# type s front lip



## 02SER (Sep 12, 2006)

for sentra anyone have it


----------



## boosteddet (May 29, 2003)

Oh i heard that one doesn't fit so good and it snapped off when testing on another b15 in southern cali.

Most people get this lip kit right here. It's a full 5 piece kit and comes complete with optional VP hood, gril, headlight eyelids and valve cover.

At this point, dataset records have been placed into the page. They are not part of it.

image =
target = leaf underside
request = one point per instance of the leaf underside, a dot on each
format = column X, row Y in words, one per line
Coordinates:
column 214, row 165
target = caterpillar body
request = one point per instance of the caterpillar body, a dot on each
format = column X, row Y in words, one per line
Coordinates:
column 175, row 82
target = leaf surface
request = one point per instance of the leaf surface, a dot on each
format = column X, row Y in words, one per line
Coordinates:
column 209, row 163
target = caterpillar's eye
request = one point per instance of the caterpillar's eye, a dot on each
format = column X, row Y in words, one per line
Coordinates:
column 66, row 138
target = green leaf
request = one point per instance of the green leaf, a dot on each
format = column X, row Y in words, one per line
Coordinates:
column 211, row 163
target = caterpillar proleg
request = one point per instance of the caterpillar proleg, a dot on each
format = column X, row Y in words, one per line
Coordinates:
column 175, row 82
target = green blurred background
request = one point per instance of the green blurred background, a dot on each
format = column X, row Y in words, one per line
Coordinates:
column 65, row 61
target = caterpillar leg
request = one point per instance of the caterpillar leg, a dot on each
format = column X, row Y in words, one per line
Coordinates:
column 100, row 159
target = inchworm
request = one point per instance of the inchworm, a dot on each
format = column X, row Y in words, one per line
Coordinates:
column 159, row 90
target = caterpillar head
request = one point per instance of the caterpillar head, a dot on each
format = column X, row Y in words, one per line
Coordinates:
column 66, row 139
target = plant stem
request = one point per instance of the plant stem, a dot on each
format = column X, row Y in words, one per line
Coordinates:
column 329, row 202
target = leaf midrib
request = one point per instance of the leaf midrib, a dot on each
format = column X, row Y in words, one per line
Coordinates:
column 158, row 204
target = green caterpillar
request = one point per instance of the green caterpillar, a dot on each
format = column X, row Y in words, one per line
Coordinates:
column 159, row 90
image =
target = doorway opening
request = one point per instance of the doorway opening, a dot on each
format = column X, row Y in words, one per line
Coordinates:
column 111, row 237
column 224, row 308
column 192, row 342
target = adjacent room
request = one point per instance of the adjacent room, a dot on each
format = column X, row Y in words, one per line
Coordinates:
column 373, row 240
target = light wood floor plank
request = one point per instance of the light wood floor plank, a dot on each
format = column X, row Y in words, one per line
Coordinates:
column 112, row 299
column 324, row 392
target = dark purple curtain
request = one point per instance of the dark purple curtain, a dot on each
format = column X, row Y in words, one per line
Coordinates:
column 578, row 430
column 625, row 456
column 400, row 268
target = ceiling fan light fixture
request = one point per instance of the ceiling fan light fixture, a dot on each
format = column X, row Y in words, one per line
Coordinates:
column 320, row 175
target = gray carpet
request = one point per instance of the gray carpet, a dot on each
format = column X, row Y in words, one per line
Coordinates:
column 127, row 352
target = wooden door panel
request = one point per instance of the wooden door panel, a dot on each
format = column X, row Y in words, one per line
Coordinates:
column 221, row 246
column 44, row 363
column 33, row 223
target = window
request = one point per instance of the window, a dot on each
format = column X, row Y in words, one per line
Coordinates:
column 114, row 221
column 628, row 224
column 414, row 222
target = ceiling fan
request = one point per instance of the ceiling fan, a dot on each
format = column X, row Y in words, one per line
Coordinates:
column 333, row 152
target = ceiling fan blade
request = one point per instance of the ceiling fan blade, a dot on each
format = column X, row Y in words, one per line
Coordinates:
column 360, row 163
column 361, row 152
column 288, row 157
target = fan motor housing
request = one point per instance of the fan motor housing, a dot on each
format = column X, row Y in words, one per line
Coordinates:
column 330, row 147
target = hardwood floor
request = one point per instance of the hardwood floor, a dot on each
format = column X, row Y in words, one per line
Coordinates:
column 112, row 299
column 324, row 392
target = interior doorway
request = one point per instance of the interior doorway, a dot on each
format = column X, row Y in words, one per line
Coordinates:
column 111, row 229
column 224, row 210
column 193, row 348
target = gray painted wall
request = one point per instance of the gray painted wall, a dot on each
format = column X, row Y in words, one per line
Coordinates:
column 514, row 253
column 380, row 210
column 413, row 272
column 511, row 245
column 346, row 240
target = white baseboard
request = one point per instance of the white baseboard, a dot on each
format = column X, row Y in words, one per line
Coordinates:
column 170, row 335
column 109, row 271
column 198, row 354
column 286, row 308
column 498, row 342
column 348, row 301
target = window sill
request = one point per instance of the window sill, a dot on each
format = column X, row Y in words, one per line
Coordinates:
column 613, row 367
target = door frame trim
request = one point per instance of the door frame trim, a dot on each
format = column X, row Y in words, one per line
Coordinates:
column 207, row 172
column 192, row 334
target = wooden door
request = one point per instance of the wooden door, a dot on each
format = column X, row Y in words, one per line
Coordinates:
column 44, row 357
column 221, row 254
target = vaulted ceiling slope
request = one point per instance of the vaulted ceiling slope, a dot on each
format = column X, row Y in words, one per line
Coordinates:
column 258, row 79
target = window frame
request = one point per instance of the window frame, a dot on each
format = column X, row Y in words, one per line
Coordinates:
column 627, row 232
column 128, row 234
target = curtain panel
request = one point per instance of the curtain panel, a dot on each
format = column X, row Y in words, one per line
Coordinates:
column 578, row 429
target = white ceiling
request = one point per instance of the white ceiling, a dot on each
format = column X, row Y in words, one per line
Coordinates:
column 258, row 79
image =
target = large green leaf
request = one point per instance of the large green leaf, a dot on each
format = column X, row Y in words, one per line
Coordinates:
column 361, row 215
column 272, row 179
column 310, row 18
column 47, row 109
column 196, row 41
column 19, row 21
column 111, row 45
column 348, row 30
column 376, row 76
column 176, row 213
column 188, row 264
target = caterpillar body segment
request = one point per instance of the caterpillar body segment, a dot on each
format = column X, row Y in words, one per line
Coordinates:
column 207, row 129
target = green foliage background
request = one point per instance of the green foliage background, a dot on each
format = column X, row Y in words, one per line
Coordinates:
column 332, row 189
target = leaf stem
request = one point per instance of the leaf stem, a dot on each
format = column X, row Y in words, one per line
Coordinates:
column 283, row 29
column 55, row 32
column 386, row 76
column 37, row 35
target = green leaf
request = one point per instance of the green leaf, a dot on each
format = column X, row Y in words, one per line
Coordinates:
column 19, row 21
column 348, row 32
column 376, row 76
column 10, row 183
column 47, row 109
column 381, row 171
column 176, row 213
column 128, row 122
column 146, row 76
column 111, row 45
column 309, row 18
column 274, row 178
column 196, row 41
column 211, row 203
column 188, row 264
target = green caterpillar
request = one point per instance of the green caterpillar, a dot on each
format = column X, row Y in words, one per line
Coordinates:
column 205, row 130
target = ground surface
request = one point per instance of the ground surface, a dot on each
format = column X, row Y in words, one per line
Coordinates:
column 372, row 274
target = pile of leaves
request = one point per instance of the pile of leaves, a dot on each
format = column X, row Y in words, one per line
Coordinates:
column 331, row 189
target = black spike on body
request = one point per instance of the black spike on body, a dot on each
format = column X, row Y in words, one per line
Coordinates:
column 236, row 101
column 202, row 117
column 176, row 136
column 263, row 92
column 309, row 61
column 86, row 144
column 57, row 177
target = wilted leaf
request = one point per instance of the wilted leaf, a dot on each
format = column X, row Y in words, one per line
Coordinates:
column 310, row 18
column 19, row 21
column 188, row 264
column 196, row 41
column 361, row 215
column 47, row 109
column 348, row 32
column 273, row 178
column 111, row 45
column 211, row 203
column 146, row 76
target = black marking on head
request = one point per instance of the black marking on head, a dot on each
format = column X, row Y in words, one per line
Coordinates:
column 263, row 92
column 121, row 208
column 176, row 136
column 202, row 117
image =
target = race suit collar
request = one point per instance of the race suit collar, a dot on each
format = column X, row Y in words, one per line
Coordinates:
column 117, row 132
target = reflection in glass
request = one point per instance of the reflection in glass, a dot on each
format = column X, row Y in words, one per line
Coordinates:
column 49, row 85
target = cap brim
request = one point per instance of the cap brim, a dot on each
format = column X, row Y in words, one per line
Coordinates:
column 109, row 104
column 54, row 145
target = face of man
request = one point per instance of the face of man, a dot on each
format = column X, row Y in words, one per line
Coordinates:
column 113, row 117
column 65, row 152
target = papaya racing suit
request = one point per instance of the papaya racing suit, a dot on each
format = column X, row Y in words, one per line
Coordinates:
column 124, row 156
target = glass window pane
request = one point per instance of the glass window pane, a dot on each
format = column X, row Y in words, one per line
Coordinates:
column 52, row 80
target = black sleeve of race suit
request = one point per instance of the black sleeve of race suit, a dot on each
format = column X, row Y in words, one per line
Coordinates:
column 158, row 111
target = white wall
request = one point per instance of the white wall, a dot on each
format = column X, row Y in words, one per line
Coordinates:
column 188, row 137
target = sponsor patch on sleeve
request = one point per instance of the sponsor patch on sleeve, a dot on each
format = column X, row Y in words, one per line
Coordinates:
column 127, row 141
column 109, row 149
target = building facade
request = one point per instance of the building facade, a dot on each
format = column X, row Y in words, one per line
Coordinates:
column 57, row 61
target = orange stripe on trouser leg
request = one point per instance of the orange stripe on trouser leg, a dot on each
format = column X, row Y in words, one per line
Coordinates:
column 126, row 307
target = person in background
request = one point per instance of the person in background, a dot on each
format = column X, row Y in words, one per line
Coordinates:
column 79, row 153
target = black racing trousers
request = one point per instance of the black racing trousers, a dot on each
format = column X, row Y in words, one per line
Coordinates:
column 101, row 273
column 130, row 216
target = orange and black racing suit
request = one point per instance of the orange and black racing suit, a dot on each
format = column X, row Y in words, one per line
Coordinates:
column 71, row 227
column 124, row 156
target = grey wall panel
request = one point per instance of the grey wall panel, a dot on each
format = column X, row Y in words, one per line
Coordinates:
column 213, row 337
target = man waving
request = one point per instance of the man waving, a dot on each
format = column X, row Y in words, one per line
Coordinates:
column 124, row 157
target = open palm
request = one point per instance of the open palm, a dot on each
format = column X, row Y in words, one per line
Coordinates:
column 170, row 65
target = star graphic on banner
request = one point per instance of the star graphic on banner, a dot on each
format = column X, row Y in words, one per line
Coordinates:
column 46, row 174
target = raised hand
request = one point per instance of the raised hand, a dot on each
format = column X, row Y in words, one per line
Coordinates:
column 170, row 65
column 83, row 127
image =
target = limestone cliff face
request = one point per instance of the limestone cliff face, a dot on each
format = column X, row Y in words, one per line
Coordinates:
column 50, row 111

email [email protected] to obtain the parts.


----------



## mitch1988 (Oct 17, 2006)

ya my buddy had some trouble with the type S also


----------



## boosteddet (May 29, 2003)

mitch1988 said:


> ya my buddy had some trouble with the type S also





Yea that is the reason to go with the WC lip kit. It's the best bet!


----------



## b15chik (Jun 4, 2005)

boosteddet said:


> Yea that is the reason to go with the WC lip kit. It's the best bet!


quoted for truth 
well, except for the sideskirts


----------



## boosteddet (May 29, 2003)

b15chik said:


> quoted for truth
> well, except for the sideskirts




yea the sides you should get r33 for those who dont like it


----------



## seven_b13 (Oct 9, 2006)

*Any one know where I could find a front lip for a b13??*


----------